TransactionBackends, on the other hand, should still be tracked with ContextVariables so that transactions nest given the same connection is used - that's the whole point of Connection._transaction_stack anyway. I roughly suggested this pattern earlier when responding to @ToGoBananas example, as at the time we had no context variables at all so child tasks did not inherit connections, and he was looking for support for the case where a child task needed to influence the state of a transaction in the parent. My suggestion was to explicitly pass the connection with the open transaction to the descendant task. Passing the connection brings the state of any active transactions on that connection along with it.

zevisert commented 1 year ago

Oh and another thing I found just now with the current implementation - context variables undergo a shallow clone when context is copied for new tasks. That means that we had been undoing any isolation that context variables had been providing by mutating the WeakKeyDictionary if it had been created before any descendant tasks started. Simple fix though, just need to treat those dictionaries as immutable.

zevisert commented 1 year ago

Anything more I can do for anyone here to get this reviewed and released?

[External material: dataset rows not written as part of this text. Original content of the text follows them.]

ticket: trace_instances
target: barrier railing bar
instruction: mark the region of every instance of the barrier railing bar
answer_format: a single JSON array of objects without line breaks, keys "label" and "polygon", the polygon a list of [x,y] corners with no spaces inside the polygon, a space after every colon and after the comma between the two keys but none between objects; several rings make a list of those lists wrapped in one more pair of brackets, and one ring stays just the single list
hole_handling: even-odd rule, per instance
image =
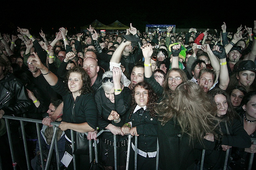
[{"label": "barrier railing bar", "polygon": [[[37,132],[37,139],[38,140],[38,146],[39,146],[39,151],[40,152],[40,153],[42,153],[42,146],[41,145],[41,140],[40,139],[40,132],[41,131],[40,131],[40,129],[39,129],[39,123],[36,123],[36,132]],[[40,153],[41,154],[41,153]],[[43,163],[43,161],[44,160],[43,159],[43,157],[40,156],[40,157],[41,158],[41,163]],[[44,166],[42,166],[42,170],[44,170]]]},{"label": "barrier railing bar", "polygon": [[157,145],[156,145],[156,169],[158,170],[158,164],[159,159],[159,145],[158,144],[158,138],[157,138]]},{"label": "barrier railing bar", "polygon": [[53,125],[53,135],[52,136],[52,143],[51,144],[49,153],[48,154],[48,156],[47,158],[47,161],[46,162],[45,165],[45,169],[48,170],[49,168],[50,162],[51,162],[51,158],[52,158],[52,155],[53,151],[53,147],[54,145],[54,141],[56,140],[56,134],[57,133],[57,128]]},{"label": "barrier railing bar", "polygon": [[[252,143],[254,144],[256,144],[256,139],[255,138],[251,138],[251,140]],[[250,156],[250,160],[249,162],[249,165],[248,166],[248,170],[251,170],[252,169],[252,161],[253,160],[253,156],[254,156],[254,153],[251,153]]]},{"label": "barrier railing bar", "polygon": [[225,158],[225,163],[224,163],[224,170],[227,169],[227,166],[228,164],[228,154],[229,153],[229,149],[227,149],[226,151],[226,157]]},{"label": "barrier railing bar", "polygon": [[134,155],[134,169],[135,170],[137,170],[137,154],[138,154],[138,148],[137,147],[137,142],[138,142],[138,137],[136,135],[134,135],[135,137],[135,148],[134,149],[134,152],[135,152]]},{"label": "barrier railing bar", "polygon": [[201,166],[200,167],[200,170],[203,170],[203,167],[204,166],[204,154],[205,153],[205,150],[203,150],[202,152],[202,158],[201,159]]},{"label": "barrier railing bar", "polygon": [[28,146],[27,144],[27,141],[26,141],[26,134],[25,134],[25,129],[24,129],[24,123],[22,121],[20,121],[20,126],[21,129],[21,132],[22,133],[22,137],[23,139],[23,143],[24,144],[24,148],[25,149],[25,155],[26,157],[26,160],[27,160],[27,165],[28,165],[28,169],[30,170],[30,163],[29,162],[29,159],[28,158]]},{"label": "barrier railing bar", "polygon": [[95,162],[98,163],[98,152],[97,152],[97,141],[94,140],[94,149],[95,152]]},{"label": "barrier railing bar", "polygon": [[[57,129],[57,130],[58,130],[58,128],[59,128],[58,127],[56,127],[55,126],[54,126],[54,127]],[[56,133],[57,134],[57,133]],[[58,149],[58,141],[57,141],[57,138],[54,140],[54,143],[55,145],[55,153],[56,154],[56,160],[57,161],[57,169],[58,170],[60,170],[60,158],[59,156],[59,149]]]},{"label": "barrier railing bar", "polygon": [[74,164],[74,170],[76,170],[76,154],[73,154],[74,152],[74,133],[73,130],[70,129],[71,132],[71,141],[72,141],[71,145],[72,145],[72,155],[73,156],[73,162]]},{"label": "barrier railing bar", "polygon": [[116,158],[116,136],[114,136],[114,161],[115,161],[115,170],[117,170],[117,164]]},{"label": "barrier railing bar", "polygon": [[[10,150],[11,150],[11,153],[12,155],[12,163],[15,163],[15,159],[14,157],[14,152],[13,152],[13,148],[12,147],[12,137],[11,136],[11,132],[10,132],[10,128],[9,126],[9,121],[8,119],[5,119],[5,124],[6,124],[6,128],[7,130],[7,134],[8,135],[8,139],[9,140],[9,144],[10,146]],[[16,166],[13,166],[13,169],[16,169]]]},{"label": "barrier railing bar", "polygon": [[127,158],[126,160],[126,170],[128,170],[129,167],[129,159],[130,159],[130,152],[131,150],[131,143],[132,138],[132,135],[129,134],[128,136],[128,148],[127,151]]}]

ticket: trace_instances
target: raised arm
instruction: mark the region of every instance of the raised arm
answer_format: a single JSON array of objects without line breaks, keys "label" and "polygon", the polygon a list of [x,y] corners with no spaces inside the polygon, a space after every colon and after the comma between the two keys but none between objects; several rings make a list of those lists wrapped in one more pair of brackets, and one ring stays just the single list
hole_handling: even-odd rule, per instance
[{"label": "raised arm", "polygon": [[28,59],[28,62],[31,65],[34,65],[40,69],[42,74],[47,82],[51,86],[57,84],[58,78],[55,74],[51,72],[47,67],[44,66],[41,62],[40,59],[37,55],[33,53],[34,56],[30,56]]},{"label": "raised arm", "polygon": [[220,59],[220,88],[226,90],[229,82],[228,70],[227,65],[227,55],[225,48],[222,46],[214,46],[213,54]]},{"label": "raised arm", "polygon": [[244,60],[250,60],[254,62],[256,57],[256,21],[254,21],[253,25],[253,41],[252,46],[252,50],[244,57]]}]

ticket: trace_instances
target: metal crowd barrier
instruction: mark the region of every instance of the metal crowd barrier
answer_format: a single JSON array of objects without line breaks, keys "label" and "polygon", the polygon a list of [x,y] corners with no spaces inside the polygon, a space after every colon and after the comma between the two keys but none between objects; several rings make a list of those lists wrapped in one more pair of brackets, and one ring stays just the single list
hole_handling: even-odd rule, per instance
[{"label": "metal crowd barrier", "polygon": [[[19,117],[16,117],[14,116],[10,116],[4,115],[3,116],[3,118],[4,118],[5,121],[5,123],[6,126],[6,129],[7,130],[7,133],[8,136],[8,138],[9,141],[9,144],[10,144],[10,149],[11,150],[11,154],[12,155],[12,162],[15,162],[15,159],[14,157],[14,151],[12,147],[12,139],[11,136],[11,134],[10,131],[10,127],[9,124],[8,119],[13,119],[19,121],[20,123],[20,126],[21,127],[21,132],[22,133],[22,137],[23,138],[23,142],[24,144],[24,147],[25,149],[25,153],[26,154],[26,159],[27,160],[27,163],[28,166],[28,169],[30,170],[31,169],[30,166],[30,161],[29,160],[29,158],[28,157],[28,148],[27,145],[27,142],[26,141],[26,135],[25,134],[25,129],[24,128],[24,122],[33,122],[36,123],[36,131],[37,134],[37,137],[38,141],[38,144],[39,145],[39,150],[40,153],[42,152],[42,148],[41,145],[41,141],[40,138],[40,134],[41,133],[41,129],[40,129],[39,124],[39,123],[42,124],[42,121],[40,120],[37,120],[36,119],[31,119],[25,118],[21,118]],[[53,128],[54,130],[53,134],[52,137],[52,143],[51,144],[51,146],[50,149],[50,151],[48,155],[48,156],[46,161],[46,164],[45,164],[45,167],[44,168],[44,166],[42,166],[42,169],[43,170],[48,170],[49,168],[50,165],[50,160],[51,158],[52,153],[53,151],[53,147],[55,147],[55,152],[56,154],[56,158],[57,162],[57,166],[58,170],[60,169],[60,159],[59,157],[59,152],[58,148],[58,145],[57,140],[56,140],[56,135],[57,133],[57,127],[60,124],[59,123],[56,123],[55,122],[52,122],[51,124],[53,125]],[[71,140],[72,140],[72,146],[74,145],[74,133],[73,130],[71,130]],[[110,130],[101,130],[100,132],[99,132],[97,134],[97,137],[100,135],[101,133],[104,132],[110,132]],[[88,135],[87,133],[85,133],[86,135]],[[127,158],[126,159],[126,170],[128,170],[129,168],[129,159],[130,158],[130,150],[131,145],[131,138],[132,136],[131,134],[129,134],[128,137],[128,150],[127,153]],[[117,156],[116,156],[116,137],[115,135],[113,135],[114,140],[114,157],[115,157],[115,169],[117,170]],[[135,165],[135,170],[137,169],[137,143],[138,143],[138,137],[136,136],[134,136],[135,138],[135,158],[134,158],[134,165]],[[253,142],[253,144],[256,144],[256,139],[252,138],[251,138],[252,142]],[[94,152],[95,155],[95,162],[96,163],[99,162],[98,159],[98,152],[97,150],[97,141],[96,140],[94,140]],[[91,162],[93,161],[93,158],[92,158],[92,141],[89,141],[89,150],[90,152],[90,162]],[[156,153],[156,169],[157,170],[158,169],[158,165],[159,162],[159,146],[158,146],[158,139],[157,141],[157,153]],[[72,147],[72,152],[74,152],[74,147]],[[226,159],[225,160],[225,163],[224,165],[224,169],[226,170],[227,166],[227,163],[228,161],[228,153],[229,152],[229,149],[228,149],[227,151],[227,153],[226,154]],[[200,167],[200,169],[202,170],[203,167],[204,160],[204,157],[205,155],[205,150],[203,150],[202,159],[201,160],[201,165]],[[253,160],[253,156],[254,154],[251,154],[250,160],[249,163],[249,166],[248,167],[248,169],[251,170],[252,169],[252,160]],[[73,162],[74,163],[74,169],[75,170],[76,168],[76,155],[73,155]],[[43,160],[43,158],[42,156],[41,156],[41,162],[43,164],[44,162]],[[16,167],[15,166],[13,166],[13,169],[14,170],[16,169]],[[3,169],[3,166],[2,165],[2,162],[1,162],[1,155],[0,155],[0,170],[4,170]]]}]

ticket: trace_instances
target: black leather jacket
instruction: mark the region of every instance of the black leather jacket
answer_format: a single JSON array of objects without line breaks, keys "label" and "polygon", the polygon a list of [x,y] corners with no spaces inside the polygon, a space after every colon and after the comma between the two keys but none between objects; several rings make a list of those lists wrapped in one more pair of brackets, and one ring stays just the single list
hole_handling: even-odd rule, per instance
[{"label": "black leather jacket", "polygon": [[28,111],[30,104],[25,90],[20,81],[12,74],[0,80],[0,109],[4,111],[5,115],[17,115]]}]

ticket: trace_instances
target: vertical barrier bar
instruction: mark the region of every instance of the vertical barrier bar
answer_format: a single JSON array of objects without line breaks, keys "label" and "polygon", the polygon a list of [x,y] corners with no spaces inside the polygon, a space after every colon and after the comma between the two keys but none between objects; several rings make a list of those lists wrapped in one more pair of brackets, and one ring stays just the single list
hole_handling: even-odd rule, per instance
[{"label": "vertical barrier bar", "polygon": [[24,129],[24,123],[23,121],[20,121],[20,126],[21,128],[21,132],[22,133],[22,137],[23,138],[23,143],[24,144],[24,149],[25,149],[25,154],[27,160],[27,165],[28,165],[28,169],[30,170],[30,164],[29,163],[29,159],[28,158],[28,146],[27,145],[26,141],[26,135],[25,135],[25,129]]},{"label": "vertical barrier bar", "polygon": [[114,136],[114,159],[115,160],[115,170],[117,169],[117,162],[116,158],[116,137],[115,135]]},{"label": "vertical barrier bar", "polygon": [[94,140],[94,149],[95,152],[95,162],[98,163],[98,152],[97,151],[97,141]]},{"label": "vertical barrier bar", "polygon": [[[11,132],[10,132],[10,127],[9,126],[9,121],[8,119],[5,119],[5,124],[6,124],[6,128],[7,130],[7,134],[8,135],[8,139],[9,140],[9,144],[10,146],[10,149],[11,150],[11,153],[12,155],[12,163],[15,163],[15,159],[14,157],[14,152],[13,152],[13,148],[12,147],[12,137],[11,136]],[[13,166],[13,169],[16,169],[16,166]]]},{"label": "vertical barrier bar", "polygon": [[[57,129],[57,130],[58,130],[58,128],[57,127],[55,128]],[[56,132],[56,134],[57,133]],[[57,135],[57,134],[56,135]],[[55,145],[55,152],[56,154],[56,160],[57,161],[57,169],[58,170],[60,170],[60,158],[59,157],[59,149],[58,149],[58,141],[57,138],[54,141],[54,145]]]},{"label": "vertical barrier bar", "polygon": [[[39,146],[39,151],[40,151],[41,154],[41,153],[42,153],[42,147],[41,145],[41,140],[40,139],[40,133],[41,133],[41,131],[39,129],[39,124],[38,123],[36,123],[36,132],[37,134],[37,139],[38,140],[38,146]],[[44,162],[43,161],[44,161],[44,160],[43,159],[43,157],[40,156],[40,157],[41,158],[41,163],[43,164],[43,163]],[[44,166],[42,166],[42,170],[44,170]]]},{"label": "vertical barrier bar", "polygon": [[157,145],[156,145],[156,169],[158,169],[158,164],[159,160],[159,145],[158,144],[158,138],[157,138]]},{"label": "vertical barrier bar", "polygon": [[137,143],[138,141],[138,137],[136,135],[134,135],[135,137],[135,149],[134,149],[134,170],[137,170],[137,153],[138,152]]},{"label": "vertical barrier bar", "polygon": [[228,154],[229,153],[229,149],[227,149],[226,151],[226,157],[225,158],[225,163],[224,164],[224,170],[227,169],[227,166],[228,164]]},{"label": "vertical barrier bar", "polygon": [[74,133],[73,130],[70,129],[70,130],[71,132],[71,141],[72,142],[71,145],[72,145],[72,153],[73,156],[73,162],[74,164],[74,170],[76,170],[76,155],[75,154],[73,154],[73,153],[74,152],[74,147],[75,146],[75,145],[74,145]]},{"label": "vertical barrier bar", "polygon": [[204,166],[204,154],[205,153],[205,150],[203,149],[202,152],[202,159],[201,159],[201,166],[200,167],[200,170],[203,170],[203,167]]},{"label": "vertical barrier bar", "polygon": [[50,166],[50,162],[51,162],[51,158],[52,158],[52,152],[53,151],[53,147],[54,145],[54,142],[56,140],[56,136],[57,134],[57,128],[56,128],[55,125],[53,125],[53,135],[52,136],[52,143],[51,144],[49,153],[48,154],[48,156],[47,157],[47,161],[46,162],[45,165],[45,169],[48,169]]},{"label": "vertical barrier bar", "polygon": [[[252,144],[256,144],[256,139],[255,138],[251,138],[251,140],[252,142]],[[253,160],[253,156],[254,156],[254,153],[251,153],[251,156],[250,156],[250,160],[249,161],[249,164],[248,166],[248,170],[251,170],[252,169],[252,161]]]}]

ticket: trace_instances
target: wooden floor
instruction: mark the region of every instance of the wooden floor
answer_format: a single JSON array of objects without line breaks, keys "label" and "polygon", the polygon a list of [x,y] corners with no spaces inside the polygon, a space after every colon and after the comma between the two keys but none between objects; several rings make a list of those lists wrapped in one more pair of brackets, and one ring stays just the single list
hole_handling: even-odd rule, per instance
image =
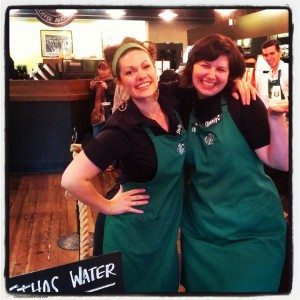
[{"label": "wooden floor", "polygon": [[[103,172],[94,181],[103,195],[113,186],[116,172]],[[57,245],[78,233],[78,208],[60,185],[61,174],[9,177],[8,276],[14,277],[79,260],[78,250]],[[89,231],[97,213],[88,209]],[[92,248],[89,249],[90,255]]]}]

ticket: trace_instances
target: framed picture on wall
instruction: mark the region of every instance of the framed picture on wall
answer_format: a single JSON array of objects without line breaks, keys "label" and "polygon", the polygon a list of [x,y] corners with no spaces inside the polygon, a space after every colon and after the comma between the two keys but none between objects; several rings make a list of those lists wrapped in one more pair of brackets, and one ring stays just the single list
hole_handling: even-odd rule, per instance
[{"label": "framed picture on wall", "polygon": [[69,56],[73,53],[71,30],[41,30],[42,56]]},{"label": "framed picture on wall", "polygon": [[107,46],[118,44],[122,41],[122,39],[123,36],[120,36],[120,34],[104,31],[101,34],[102,49],[105,49]]}]

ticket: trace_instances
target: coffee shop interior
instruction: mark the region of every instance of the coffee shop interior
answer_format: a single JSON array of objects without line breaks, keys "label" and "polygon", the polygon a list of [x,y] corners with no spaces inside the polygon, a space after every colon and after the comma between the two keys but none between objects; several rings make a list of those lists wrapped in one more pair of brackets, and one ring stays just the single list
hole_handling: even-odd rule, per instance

zanieb commented 1 year ago

Thanks for your patience!

zevisert commented 1 year ago

Thanks for the merge! Could we get @Kludex or @aminalaee to cut a new release so that we can actually have this bug corrected in our codebases? Is there a changelog or blog article I can help write for this? Is there a release cadence or policy that my team can plan from?

zanieb commented 1 year ago

@zevisert as far as I can tell, I can make a release. I do not think anyone else is available to maintain this project.

I'd definitely appreciate if you opened a pull request for a changelog entry at https://github.com/encode/databases/blob/master/CHANGELOG.md

There is no planned release cadence for this project. I'd like to release this change and some other fixes but there is little active development here.